NEWS-BOX UPDATE
Freedom of aesthetics
BY SETH GITELL
The City of Boston values aesthetics more than free speech.
That seemed to be the essence of a key city witness’s testimony at the news-box trial in Federal District Court on Monday. At issue is whether the Back Bay Architectural Commission’s ban of news boxes — which many publications, including this one, use to distribute their newspapers and magazines in the neighborhood — violates the First Amendment. Representatives of plaintiffs Editorial Humor, the Improper Bostonian, and the Weekly Dig underwent hectoring questioning by city attorney David Breen; then William Young, a senior preservation planner with the city and the executive secretary of the Back Bay Architectural Commission (BBAC), took the stand to testify in the ban’s favor.
"The removal of the news racks will immediately improve the visual quality of the district," said Young, which "would relieve the quality of clutter that news boxes produce." He added that the boxes "compete visually with the architecture that makes up the district."
How terribly untidy!

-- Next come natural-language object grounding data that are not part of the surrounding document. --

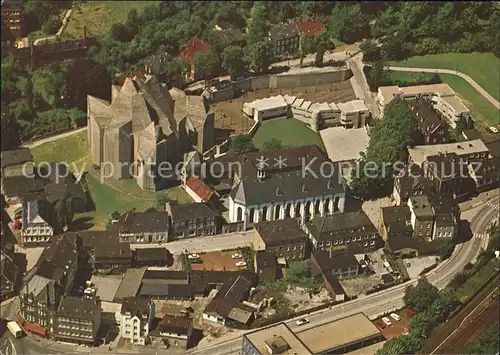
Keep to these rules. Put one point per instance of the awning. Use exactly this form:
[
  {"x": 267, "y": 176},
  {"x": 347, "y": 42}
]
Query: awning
[{"x": 35, "y": 328}]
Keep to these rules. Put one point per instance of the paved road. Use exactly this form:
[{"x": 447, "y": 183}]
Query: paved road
[
  {"x": 467, "y": 78},
  {"x": 204, "y": 244},
  {"x": 381, "y": 302}
]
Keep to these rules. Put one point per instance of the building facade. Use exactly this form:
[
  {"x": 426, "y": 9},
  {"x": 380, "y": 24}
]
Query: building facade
[{"x": 137, "y": 315}]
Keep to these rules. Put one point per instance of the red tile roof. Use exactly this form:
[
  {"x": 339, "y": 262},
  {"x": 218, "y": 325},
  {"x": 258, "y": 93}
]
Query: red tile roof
[
  {"x": 194, "y": 45},
  {"x": 199, "y": 188},
  {"x": 309, "y": 27}
]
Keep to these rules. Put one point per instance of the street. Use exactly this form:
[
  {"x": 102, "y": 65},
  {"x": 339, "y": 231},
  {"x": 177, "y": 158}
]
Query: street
[
  {"x": 205, "y": 244},
  {"x": 389, "y": 299}
]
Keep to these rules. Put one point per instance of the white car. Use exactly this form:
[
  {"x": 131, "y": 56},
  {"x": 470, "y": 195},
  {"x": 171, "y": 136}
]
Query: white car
[
  {"x": 302, "y": 321},
  {"x": 395, "y": 317}
]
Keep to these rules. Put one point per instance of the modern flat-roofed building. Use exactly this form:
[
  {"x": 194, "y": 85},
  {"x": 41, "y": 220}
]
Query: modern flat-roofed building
[
  {"x": 276, "y": 339},
  {"x": 341, "y": 336}
]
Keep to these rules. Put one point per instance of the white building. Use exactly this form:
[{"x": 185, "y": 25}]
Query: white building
[
  {"x": 443, "y": 98},
  {"x": 137, "y": 315},
  {"x": 352, "y": 114},
  {"x": 265, "y": 109},
  {"x": 309, "y": 185}
]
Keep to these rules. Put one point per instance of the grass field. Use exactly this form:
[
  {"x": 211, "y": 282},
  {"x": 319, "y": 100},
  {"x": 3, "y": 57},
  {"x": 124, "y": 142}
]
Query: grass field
[
  {"x": 484, "y": 68},
  {"x": 122, "y": 196},
  {"x": 292, "y": 133},
  {"x": 68, "y": 149},
  {"x": 482, "y": 110},
  {"x": 477, "y": 280},
  {"x": 98, "y": 16}
]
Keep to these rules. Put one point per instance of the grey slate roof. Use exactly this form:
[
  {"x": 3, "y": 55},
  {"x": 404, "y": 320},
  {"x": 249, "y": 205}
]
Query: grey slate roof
[{"x": 339, "y": 225}]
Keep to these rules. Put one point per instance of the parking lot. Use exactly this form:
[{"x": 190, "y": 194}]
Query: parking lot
[
  {"x": 217, "y": 261},
  {"x": 397, "y": 327}
]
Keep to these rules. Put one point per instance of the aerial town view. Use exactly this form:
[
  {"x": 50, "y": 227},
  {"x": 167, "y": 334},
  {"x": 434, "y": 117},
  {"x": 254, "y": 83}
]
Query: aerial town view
[{"x": 250, "y": 177}]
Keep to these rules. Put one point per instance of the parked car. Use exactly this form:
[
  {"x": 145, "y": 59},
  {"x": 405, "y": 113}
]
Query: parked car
[
  {"x": 302, "y": 321},
  {"x": 387, "y": 321},
  {"x": 395, "y": 317}
]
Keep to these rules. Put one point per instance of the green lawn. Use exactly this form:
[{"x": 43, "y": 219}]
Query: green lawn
[
  {"x": 484, "y": 68},
  {"x": 482, "y": 110},
  {"x": 477, "y": 280},
  {"x": 98, "y": 16},
  {"x": 68, "y": 149},
  {"x": 292, "y": 133}
]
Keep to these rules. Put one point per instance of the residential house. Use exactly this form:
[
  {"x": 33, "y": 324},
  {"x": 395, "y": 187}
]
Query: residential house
[
  {"x": 78, "y": 319},
  {"x": 446, "y": 216},
  {"x": 137, "y": 315},
  {"x": 48, "y": 281},
  {"x": 432, "y": 128},
  {"x": 152, "y": 257},
  {"x": 39, "y": 223},
  {"x": 422, "y": 217},
  {"x": 284, "y": 238},
  {"x": 13, "y": 17},
  {"x": 172, "y": 331},
  {"x": 282, "y": 183},
  {"x": 353, "y": 229},
  {"x": 192, "y": 220},
  {"x": 143, "y": 227},
  {"x": 166, "y": 285},
  {"x": 395, "y": 221},
  {"x": 193, "y": 46},
  {"x": 449, "y": 174},
  {"x": 103, "y": 250},
  {"x": 284, "y": 39},
  {"x": 410, "y": 182},
  {"x": 266, "y": 266},
  {"x": 340, "y": 263},
  {"x": 485, "y": 173},
  {"x": 227, "y": 307},
  {"x": 198, "y": 190}
]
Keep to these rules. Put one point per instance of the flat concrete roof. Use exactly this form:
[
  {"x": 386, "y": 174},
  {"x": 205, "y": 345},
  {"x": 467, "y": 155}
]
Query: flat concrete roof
[
  {"x": 420, "y": 152},
  {"x": 260, "y": 337},
  {"x": 387, "y": 92},
  {"x": 335, "y": 334},
  {"x": 268, "y": 103},
  {"x": 344, "y": 144}
]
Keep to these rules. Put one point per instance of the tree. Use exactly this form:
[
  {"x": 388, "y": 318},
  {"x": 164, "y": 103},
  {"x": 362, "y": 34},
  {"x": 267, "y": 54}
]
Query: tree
[
  {"x": 232, "y": 60},
  {"x": 258, "y": 56},
  {"x": 273, "y": 143},
  {"x": 347, "y": 23},
  {"x": 320, "y": 53},
  {"x": 206, "y": 63},
  {"x": 49, "y": 85},
  {"x": 77, "y": 117},
  {"x": 258, "y": 27},
  {"x": 387, "y": 149},
  {"x": 64, "y": 210},
  {"x": 421, "y": 296},
  {"x": 120, "y": 32},
  {"x": 242, "y": 143},
  {"x": 86, "y": 77}
]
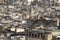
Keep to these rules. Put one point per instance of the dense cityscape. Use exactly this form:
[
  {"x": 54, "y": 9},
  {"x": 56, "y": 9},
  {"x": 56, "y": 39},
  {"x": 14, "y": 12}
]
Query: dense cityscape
[{"x": 29, "y": 19}]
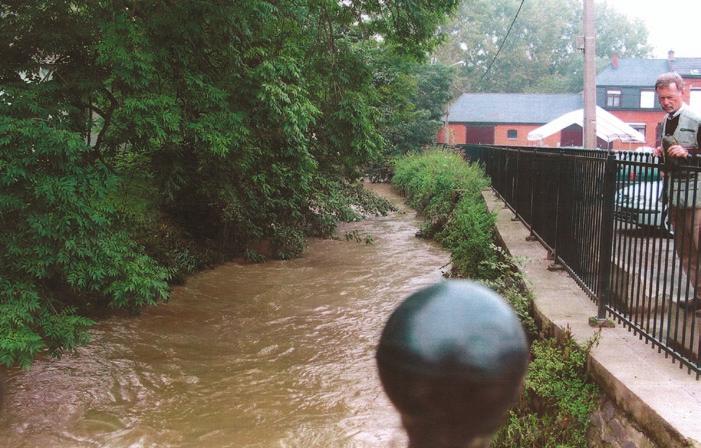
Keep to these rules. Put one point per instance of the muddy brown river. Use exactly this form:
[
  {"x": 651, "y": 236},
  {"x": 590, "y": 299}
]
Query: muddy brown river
[{"x": 279, "y": 354}]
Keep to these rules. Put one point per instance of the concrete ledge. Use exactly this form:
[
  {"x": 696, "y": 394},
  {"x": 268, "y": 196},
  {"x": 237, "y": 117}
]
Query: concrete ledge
[{"x": 660, "y": 397}]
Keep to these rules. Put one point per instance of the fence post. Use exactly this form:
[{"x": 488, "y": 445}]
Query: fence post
[
  {"x": 554, "y": 254},
  {"x": 605, "y": 242}
]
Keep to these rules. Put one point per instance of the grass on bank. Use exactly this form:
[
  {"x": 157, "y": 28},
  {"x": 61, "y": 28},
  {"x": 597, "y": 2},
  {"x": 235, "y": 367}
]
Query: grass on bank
[{"x": 558, "y": 398}]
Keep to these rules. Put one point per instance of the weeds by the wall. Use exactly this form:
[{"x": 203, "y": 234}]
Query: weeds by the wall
[{"x": 557, "y": 400}]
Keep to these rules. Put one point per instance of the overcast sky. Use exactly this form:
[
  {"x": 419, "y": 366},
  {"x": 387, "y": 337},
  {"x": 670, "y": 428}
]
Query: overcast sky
[{"x": 667, "y": 29}]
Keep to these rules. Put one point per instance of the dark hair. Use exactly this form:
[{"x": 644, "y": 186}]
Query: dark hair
[{"x": 666, "y": 79}]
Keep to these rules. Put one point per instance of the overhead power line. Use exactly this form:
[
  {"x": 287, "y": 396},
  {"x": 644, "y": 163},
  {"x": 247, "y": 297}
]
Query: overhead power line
[{"x": 503, "y": 41}]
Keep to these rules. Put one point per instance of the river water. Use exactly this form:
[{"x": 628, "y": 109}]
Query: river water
[{"x": 278, "y": 354}]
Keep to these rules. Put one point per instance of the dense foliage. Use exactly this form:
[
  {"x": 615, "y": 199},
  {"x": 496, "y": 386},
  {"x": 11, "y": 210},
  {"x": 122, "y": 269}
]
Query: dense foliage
[
  {"x": 139, "y": 137},
  {"x": 541, "y": 54},
  {"x": 558, "y": 398}
]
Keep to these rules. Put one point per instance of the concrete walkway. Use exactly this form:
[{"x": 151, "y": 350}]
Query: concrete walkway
[{"x": 662, "y": 398}]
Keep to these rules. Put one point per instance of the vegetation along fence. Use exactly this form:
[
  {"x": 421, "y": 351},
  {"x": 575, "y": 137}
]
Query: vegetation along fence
[{"x": 603, "y": 217}]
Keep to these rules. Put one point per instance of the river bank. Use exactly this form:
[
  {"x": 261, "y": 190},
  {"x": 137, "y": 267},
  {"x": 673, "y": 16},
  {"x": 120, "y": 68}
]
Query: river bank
[{"x": 277, "y": 353}]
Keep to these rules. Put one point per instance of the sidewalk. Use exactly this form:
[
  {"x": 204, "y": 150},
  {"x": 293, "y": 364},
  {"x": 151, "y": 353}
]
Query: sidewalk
[{"x": 659, "y": 396}]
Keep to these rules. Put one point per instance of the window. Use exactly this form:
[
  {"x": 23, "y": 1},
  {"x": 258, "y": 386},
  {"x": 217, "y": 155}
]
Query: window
[
  {"x": 640, "y": 127},
  {"x": 647, "y": 99},
  {"x": 613, "y": 98}
]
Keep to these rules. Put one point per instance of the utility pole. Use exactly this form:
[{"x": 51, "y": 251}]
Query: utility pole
[{"x": 589, "y": 125}]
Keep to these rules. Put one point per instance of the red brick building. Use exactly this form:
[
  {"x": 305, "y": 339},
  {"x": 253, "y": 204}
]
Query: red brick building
[{"x": 625, "y": 88}]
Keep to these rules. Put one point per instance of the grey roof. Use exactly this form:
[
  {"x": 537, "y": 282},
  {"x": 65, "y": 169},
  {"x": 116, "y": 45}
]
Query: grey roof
[
  {"x": 687, "y": 67},
  {"x": 512, "y": 107},
  {"x": 633, "y": 72}
]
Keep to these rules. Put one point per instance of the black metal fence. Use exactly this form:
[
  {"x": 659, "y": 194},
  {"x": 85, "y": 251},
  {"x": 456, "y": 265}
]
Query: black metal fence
[{"x": 603, "y": 216}]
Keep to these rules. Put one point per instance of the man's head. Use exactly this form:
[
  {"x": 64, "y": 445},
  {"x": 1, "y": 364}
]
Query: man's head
[{"x": 669, "y": 88}]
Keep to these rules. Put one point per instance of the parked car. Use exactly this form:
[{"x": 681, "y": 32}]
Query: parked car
[{"x": 641, "y": 204}]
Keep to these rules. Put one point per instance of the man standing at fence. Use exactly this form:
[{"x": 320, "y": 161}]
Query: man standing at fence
[{"x": 681, "y": 131}]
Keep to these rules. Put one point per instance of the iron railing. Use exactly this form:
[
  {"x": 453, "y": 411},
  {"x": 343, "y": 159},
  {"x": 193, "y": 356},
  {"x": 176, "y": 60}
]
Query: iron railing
[{"x": 603, "y": 217}]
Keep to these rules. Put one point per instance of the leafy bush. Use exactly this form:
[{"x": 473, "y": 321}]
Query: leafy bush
[
  {"x": 60, "y": 246},
  {"x": 554, "y": 408},
  {"x": 557, "y": 401}
]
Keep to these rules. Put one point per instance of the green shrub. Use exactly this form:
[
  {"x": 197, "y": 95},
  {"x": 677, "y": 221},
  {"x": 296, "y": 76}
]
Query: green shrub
[
  {"x": 554, "y": 408},
  {"x": 557, "y": 401}
]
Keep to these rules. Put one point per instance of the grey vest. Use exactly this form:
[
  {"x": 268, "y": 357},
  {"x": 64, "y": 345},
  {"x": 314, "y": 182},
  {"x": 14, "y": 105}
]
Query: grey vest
[
  {"x": 686, "y": 192},
  {"x": 687, "y": 128}
]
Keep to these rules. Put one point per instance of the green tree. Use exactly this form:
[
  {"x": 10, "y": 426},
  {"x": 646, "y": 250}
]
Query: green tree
[
  {"x": 236, "y": 121},
  {"x": 540, "y": 54}
]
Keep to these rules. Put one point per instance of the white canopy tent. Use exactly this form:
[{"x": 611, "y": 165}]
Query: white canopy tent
[{"x": 608, "y": 127}]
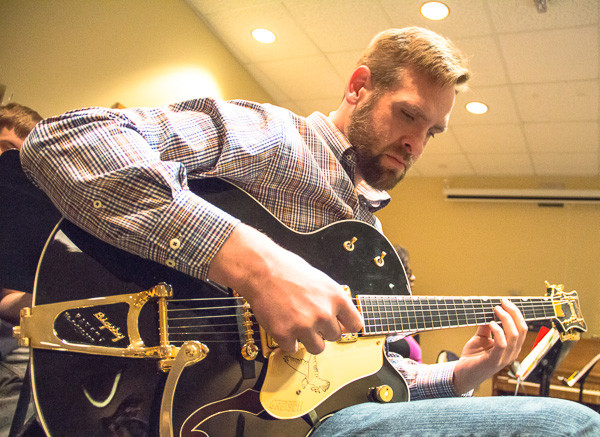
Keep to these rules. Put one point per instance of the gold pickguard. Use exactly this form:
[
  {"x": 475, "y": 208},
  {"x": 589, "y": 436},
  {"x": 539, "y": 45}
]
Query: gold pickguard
[{"x": 297, "y": 383}]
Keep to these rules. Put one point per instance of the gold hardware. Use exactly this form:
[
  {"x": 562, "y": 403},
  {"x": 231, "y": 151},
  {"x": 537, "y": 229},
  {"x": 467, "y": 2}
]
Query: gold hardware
[
  {"x": 379, "y": 259},
  {"x": 36, "y": 328},
  {"x": 190, "y": 353},
  {"x": 349, "y": 245},
  {"x": 382, "y": 393},
  {"x": 249, "y": 349}
]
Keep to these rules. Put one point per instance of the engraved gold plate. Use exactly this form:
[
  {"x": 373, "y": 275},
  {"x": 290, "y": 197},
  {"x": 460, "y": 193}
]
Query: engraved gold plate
[{"x": 297, "y": 383}]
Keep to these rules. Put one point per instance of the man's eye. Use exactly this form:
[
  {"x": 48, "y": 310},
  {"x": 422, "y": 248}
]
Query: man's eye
[{"x": 407, "y": 115}]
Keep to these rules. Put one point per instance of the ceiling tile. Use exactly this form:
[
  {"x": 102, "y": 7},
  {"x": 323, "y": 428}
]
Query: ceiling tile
[
  {"x": 269, "y": 86},
  {"x": 498, "y": 164},
  {"x": 304, "y": 78},
  {"x": 485, "y": 61},
  {"x": 551, "y": 55},
  {"x": 491, "y": 138},
  {"x": 345, "y": 62},
  {"x": 467, "y": 18},
  {"x": 206, "y": 7},
  {"x": 499, "y": 100},
  {"x": 332, "y": 24},
  {"x": 442, "y": 164},
  {"x": 538, "y": 73},
  {"x": 571, "y": 164},
  {"x": 324, "y": 106},
  {"x": 522, "y": 16},
  {"x": 565, "y": 137},
  {"x": 292, "y": 41},
  {"x": 444, "y": 143},
  {"x": 560, "y": 101}
]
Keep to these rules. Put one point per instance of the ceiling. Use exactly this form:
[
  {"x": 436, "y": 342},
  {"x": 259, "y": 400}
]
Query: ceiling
[{"x": 537, "y": 72}]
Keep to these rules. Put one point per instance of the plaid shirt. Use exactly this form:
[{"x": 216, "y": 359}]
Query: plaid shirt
[{"x": 122, "y": 176}]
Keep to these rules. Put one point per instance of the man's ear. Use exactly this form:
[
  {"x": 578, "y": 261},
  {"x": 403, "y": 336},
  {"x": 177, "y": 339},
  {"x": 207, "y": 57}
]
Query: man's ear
[{"x": 358, "y": 85}]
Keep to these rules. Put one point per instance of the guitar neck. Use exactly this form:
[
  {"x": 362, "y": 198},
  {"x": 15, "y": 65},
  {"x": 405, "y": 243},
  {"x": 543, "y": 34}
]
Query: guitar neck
[{"x": 409, "y": 314}]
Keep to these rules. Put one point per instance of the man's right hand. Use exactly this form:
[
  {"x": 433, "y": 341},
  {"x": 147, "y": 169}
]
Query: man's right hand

Young, the city bureaucrats, and the BBAC members must envy such "axis of evil" locales as North Korea, Iran, and Iraq, where they don’t have any ugly news boxes to obscure the architecture of presidential palaces and grandiose monuments.
All publications that circulate in the Back Bay agree that the architectural integrity of residential streets should be preserved, and they no longer locate boxes there. Commercial thoroughfares, like heavily trafficked Newbury and Boylston Streets, already accommodate a degree of the urban (albeit refined) clutter associated with modern city living. And the city’s major publications — paid and free — has already agreed to limit the placement of their news boxes to such commercial areas.
The news-box ban — which could result in putting some publications, such as Editorial Humor, out of business — has drawn the attention of free-speech groups, such as the American Civil Liberties Union. US District Court judge Douglas Woodlock will decide whether the city’s aesthetic concerns outweigh free-speech arguments.
"From our perspective, we think the balance has to take into account the importance of free speech in a democratic society," says John Reinstein, legal director of the ACLU of Massachusetts.
The judge postponed the trial until April 5.